Kaunda maintains that one-party rule is necessary because Zambia is being needlessly fragmented by the politics of 72 continually quarrelsome tribes. At the same time, he will no longer have to listen to telling charges by opponents like Nkumbula that his decision to honor United Nations sanctions against neighboring Rhodesia has been nice for principle but hard on the pocketbook. Since Kaunda refuses to buy as much as he once did from Rhodesia, he has had to go as far afield as Japan and the U.S. for food, tobacco, lubricants, fabrics and automobiles. Not only are prices higher on such imports but the easiest way to get them into landlocked Zambia is still over Rhodesian rail lines. Nkumbula insists that it would be better for Zambia economically to forget principle and deal again with Rhodesia and South Africa.
Another Viet Nam. On another front, however, a single party may prove advantageous. Along with restoring Kaunda's sagging father figure, it will unite Zambians for what may be bitter innings ahead with their white neighbors. At least two groups of African guerrillas are training inside Zambia to attack Rhodesia, Angola or Mozambique.
Kaunda insists that Zambia has nothing to do with the guerrillas, but he has made no move to turn them out.

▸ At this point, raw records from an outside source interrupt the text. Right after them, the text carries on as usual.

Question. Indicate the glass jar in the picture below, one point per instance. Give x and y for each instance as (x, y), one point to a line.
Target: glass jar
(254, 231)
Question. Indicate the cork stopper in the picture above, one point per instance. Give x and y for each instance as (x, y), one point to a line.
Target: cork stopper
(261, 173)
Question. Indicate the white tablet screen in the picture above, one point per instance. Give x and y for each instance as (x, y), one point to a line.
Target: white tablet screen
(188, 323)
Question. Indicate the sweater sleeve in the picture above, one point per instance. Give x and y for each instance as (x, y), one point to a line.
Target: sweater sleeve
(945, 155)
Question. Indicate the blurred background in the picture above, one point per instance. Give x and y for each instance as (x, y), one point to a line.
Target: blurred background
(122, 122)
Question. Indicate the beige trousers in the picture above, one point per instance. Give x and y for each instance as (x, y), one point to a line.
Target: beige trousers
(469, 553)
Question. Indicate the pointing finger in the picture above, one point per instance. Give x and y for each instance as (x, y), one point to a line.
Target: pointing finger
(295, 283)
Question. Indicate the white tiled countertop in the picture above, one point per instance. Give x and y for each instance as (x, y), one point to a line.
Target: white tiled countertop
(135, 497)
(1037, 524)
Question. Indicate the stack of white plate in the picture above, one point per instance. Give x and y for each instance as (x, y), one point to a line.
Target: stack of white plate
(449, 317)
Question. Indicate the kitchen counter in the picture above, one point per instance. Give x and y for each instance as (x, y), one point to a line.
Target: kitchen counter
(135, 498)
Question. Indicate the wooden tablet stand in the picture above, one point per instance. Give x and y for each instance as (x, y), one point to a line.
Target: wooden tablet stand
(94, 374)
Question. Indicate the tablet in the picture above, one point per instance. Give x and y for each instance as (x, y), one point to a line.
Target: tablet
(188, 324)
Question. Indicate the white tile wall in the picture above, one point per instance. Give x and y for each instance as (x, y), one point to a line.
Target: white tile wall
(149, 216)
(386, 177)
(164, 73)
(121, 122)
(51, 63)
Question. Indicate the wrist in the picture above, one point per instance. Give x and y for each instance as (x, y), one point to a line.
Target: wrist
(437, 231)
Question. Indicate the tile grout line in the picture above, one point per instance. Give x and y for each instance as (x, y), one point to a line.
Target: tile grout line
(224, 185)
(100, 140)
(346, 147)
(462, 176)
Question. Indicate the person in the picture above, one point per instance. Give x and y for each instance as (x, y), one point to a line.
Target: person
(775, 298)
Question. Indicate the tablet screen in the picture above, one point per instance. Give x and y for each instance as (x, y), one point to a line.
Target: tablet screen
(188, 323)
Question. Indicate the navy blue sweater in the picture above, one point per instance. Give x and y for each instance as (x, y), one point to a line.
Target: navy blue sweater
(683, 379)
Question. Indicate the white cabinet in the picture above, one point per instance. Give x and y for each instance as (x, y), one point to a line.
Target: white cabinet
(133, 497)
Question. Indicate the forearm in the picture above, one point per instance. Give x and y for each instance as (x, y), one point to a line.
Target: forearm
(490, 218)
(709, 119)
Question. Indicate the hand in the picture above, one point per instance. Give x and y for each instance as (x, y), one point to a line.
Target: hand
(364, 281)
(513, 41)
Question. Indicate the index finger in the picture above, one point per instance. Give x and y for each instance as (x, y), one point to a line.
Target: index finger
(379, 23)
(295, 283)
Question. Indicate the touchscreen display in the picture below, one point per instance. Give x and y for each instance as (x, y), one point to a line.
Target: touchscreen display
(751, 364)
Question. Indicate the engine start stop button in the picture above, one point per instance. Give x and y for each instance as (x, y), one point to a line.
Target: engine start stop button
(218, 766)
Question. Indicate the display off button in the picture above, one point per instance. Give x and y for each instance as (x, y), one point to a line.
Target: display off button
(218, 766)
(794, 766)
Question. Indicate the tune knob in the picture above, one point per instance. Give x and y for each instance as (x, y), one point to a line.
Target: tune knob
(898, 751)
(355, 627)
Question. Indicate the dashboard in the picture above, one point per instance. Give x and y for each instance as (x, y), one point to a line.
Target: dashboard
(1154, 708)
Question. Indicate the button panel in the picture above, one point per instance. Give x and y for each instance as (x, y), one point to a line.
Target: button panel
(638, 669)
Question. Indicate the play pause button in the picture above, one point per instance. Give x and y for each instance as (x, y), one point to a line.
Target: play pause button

Meanwhile Portuguese air force planes violate Zambian air space at will, seeking out the guerrillas and attacking them. Kaunda has begun to warn mysteriously of "another Viet Nam." He has opened negotiations with Italian and British companies for helicopters, antiaircraft missiles and a new $12 million airbase for the tiny Zambian air force. Too many political parties would only slow the course of such planning.